Inuit youth head to New York City for big UN indigenous conference
ICC sending 14-member delegation, including new chair Okalik Eegeesiak
A group of young Inuit will participate next week in the United Nations World Conference on Indigenous People, which will take place at the UN general assembly in New York City next week, on Sept. 22 and Sept. 23.
The youth will attend the high-level plenary conference as observers, thanks to a grant from Canada World Youth, a Sept. 18 news release from the UN Indigenous Youth Caucus said.
More than 1,000 indigenous and non-indigenous delegates will discuss the rights of indigenous Peoples, including the UN Declaration on the Rights of Indigenous Peoples.
The declaration, adopted by the UN General Assembly in September 2007, calls for governments and corporations to obtain the “free, prior and informed consent of the indigenous communities” for use of their lands and resources.
Canada World Youth, in collaboration with Sarah Jancke of Cambridge Bay, who will represent the Inuit Circumpolar Council’s Canadian wing at the conference as a youth delegate, distributed and organized youth seats for the four Inuit regions within Alaska, Canada, Chukotka and Greenland.
The three youth representatives from Canada are conference delegate Jancke, who attended the 2013 Global Preparatory Indigenous Peoples Conference in Alta, Norway, as well as Thomas Johnston, the Nunavut Inuit Youth Council president, and John Stuart Jr. from Inuvik.
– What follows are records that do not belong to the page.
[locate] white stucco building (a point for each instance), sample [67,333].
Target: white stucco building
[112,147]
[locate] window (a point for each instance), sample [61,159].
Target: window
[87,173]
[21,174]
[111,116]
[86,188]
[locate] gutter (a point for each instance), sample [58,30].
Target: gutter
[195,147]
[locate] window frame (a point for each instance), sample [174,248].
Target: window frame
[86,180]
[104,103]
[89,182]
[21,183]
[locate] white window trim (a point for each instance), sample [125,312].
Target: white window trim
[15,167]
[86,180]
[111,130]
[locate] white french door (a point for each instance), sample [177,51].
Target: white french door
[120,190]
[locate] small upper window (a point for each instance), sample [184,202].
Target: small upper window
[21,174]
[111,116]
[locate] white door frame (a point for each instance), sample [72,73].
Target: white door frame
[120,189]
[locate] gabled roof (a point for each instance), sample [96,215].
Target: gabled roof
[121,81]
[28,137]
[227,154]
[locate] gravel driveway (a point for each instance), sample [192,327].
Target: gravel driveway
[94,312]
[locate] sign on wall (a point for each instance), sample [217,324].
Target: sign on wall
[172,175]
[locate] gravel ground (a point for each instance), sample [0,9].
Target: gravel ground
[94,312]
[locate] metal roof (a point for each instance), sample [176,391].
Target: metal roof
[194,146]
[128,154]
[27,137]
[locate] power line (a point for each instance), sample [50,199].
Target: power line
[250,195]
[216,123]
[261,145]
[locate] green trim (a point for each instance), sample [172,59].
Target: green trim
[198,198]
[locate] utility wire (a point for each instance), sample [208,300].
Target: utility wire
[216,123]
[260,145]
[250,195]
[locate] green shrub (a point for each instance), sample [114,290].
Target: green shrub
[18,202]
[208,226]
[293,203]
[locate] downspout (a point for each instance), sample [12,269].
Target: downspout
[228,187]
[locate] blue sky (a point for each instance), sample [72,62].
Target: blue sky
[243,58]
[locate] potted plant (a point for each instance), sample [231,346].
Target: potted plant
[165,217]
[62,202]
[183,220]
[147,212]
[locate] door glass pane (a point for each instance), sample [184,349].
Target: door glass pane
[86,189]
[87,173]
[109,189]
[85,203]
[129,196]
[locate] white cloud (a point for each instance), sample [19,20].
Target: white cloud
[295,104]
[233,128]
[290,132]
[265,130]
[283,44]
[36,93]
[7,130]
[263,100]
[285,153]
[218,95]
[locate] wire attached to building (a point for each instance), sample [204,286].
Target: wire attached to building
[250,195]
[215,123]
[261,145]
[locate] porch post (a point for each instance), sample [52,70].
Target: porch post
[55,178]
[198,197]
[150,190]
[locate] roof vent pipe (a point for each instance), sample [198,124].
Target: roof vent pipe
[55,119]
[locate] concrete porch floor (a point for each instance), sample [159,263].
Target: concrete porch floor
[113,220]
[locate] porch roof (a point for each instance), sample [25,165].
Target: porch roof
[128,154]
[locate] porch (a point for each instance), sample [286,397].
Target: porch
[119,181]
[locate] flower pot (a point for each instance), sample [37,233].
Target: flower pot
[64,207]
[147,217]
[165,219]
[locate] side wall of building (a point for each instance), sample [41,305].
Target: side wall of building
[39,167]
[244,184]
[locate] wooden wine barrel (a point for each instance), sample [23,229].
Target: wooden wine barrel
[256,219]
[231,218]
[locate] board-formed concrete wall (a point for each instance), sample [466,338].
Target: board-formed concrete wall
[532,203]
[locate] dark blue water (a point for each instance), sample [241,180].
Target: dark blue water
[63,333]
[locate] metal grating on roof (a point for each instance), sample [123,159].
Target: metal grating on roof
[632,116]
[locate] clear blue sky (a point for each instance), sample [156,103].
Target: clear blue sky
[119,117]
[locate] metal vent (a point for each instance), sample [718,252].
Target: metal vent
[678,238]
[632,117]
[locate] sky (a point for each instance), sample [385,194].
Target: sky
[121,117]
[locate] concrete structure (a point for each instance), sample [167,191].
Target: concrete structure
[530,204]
Johnston and Stuart Jr. will attend as observers, Jancke said.
The other observers, not all of whom will be able to actually attend the gathering, represent different Inuit regions: three from Alaska, two from Canada, three from Chukotka, and two from Greenland.
As for ICC, its 14-member delegation will include Jancke, Aili Liimakka Laue of Greenland, also a youth delegate, as well as Nunavut Tunngavik Inc. president Cathy Towntongie, the ICC international chair Okalik Eegeesiak, and Pauktuutit Inuit women’s president Rebecca Kudloo, Jancke said.